In cases like these, you need to use dfdl:lengthKind="pattern" and a regular
expression to define the length of the first item.
There's lots of different regexs depending on what kinds of infosets you want
to allow.
For example, one approach for the first item is a very strict regex that
matches exactly one of the four values, e.g.
<xs:element name="item" type="xs:string"
dfdl:lengthKind="pattern" dfdl:lengthPattern="ABC|AB|AC|A" />
With this approach, the item will get a non-zero length if it is one of those
items. Otherwise the item will be the empty string. And if you don't want empty
string to be allowed, you need to add an assert that the length is greater than
zero. Also, note that order in the regex matters so it matches the longest
possibility first.
On the other end of the spectrum, you could instead model the first item to
match as many non-digits as possible:
<xs:element name="item" type="xs:string"
dfdl:lengthKind="pattern" dfdl:lengthPattern="[^0-9]*" />
This will match any of the four allowed values, but will also match anything
else up to the first digit. So this could potentially produce infosets with an
item value of XYZ, for example. In some cases, you might actually want this--we
might consider the data to be "well-formed"

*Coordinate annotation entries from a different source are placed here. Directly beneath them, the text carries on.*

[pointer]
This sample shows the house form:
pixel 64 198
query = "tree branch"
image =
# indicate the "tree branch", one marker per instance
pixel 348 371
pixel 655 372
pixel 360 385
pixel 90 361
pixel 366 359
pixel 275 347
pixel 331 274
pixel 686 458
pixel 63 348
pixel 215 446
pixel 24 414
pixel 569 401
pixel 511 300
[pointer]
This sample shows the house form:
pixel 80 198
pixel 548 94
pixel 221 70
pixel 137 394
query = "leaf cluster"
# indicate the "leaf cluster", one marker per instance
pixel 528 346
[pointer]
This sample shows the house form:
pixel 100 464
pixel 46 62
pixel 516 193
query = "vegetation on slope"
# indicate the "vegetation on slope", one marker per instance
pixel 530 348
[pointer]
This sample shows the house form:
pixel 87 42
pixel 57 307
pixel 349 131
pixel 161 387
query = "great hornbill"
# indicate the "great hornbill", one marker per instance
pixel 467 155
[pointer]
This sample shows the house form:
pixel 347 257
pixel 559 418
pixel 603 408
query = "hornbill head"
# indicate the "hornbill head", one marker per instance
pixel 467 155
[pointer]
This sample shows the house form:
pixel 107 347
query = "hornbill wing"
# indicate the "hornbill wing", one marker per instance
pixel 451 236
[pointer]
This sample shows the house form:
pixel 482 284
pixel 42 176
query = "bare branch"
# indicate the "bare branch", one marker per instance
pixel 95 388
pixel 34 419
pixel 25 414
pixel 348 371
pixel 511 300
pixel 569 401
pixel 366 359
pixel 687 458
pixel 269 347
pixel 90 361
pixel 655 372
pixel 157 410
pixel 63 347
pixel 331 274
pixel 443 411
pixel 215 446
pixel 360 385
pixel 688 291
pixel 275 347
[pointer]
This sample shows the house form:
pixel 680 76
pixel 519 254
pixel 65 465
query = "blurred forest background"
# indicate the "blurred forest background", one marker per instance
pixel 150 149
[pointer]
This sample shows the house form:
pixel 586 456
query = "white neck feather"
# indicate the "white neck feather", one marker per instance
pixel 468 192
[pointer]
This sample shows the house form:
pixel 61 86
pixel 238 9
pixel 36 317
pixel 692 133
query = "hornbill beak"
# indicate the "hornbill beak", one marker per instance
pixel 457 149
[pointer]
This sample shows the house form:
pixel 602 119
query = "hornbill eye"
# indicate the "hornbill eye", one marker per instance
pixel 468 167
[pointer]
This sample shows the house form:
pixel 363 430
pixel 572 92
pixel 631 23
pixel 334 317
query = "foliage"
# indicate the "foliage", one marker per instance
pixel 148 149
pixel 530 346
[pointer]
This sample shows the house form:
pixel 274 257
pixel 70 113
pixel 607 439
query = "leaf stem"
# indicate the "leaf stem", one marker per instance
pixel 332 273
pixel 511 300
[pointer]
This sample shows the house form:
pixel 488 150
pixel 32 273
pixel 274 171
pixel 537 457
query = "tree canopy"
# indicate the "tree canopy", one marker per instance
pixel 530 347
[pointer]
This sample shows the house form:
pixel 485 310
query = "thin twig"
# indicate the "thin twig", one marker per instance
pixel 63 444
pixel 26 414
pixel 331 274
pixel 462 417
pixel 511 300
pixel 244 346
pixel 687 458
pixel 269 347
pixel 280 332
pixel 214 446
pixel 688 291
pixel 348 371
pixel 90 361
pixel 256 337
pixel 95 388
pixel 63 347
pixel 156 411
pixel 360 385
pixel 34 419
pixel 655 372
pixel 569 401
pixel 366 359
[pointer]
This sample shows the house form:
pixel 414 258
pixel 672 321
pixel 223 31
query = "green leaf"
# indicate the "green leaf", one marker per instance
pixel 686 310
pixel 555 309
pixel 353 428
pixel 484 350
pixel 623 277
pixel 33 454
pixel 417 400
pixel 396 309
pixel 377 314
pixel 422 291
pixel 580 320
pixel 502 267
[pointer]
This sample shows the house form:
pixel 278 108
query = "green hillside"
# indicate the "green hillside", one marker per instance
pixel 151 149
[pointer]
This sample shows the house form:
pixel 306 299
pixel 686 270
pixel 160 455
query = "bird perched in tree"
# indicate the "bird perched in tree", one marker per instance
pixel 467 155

but not "valid". So you still get an infoset, it's just not "valid".
Whereas in the first case, you could only get a valid infoset.
You'll probably also need to use regex length for matching the numeric item if
there's no delimiter after the number.
So putting it together, and using the second approach for both items, you might
do something like this:
<xs:sequence>
<xs:element name="item1 type="xs:string"
dfdl:lengthKind="pattern" dfdl:lengthPattern="[^0-9]*" />
<xs:element name="item2" type="xs:int"
dfdl:lengthKind="pattern" dfdl:lengthPattern="[0-9]*" />
</xs:sequence>
So the first item is string parsing as many non-digits as possible, and the
second is an int parsing as many digits as possible. Note that this approach
probably should have limits on the regex length in case the data is
bad/malformed. For example, if the data didn't contain numbers then item1 would
just consume the entire data. So instead of *, you might instead want to use
something like "{0,10}" for both regexes.
- Steve
On 7/12/21 2:05 PM, Roger L Costello wrote:
> Hi Folks,
>
> I have a data field composed to two items.
>
> The values for the first item can be enumerated:
>
> A
> ABC
> AB
> AC
>
> The values for the second item is any integer 0-999
>
> So, here is a same data field:
>
> A250
>
> How do I parse that using DFDL? I reckon I'm stuck.
>
> /Roger
>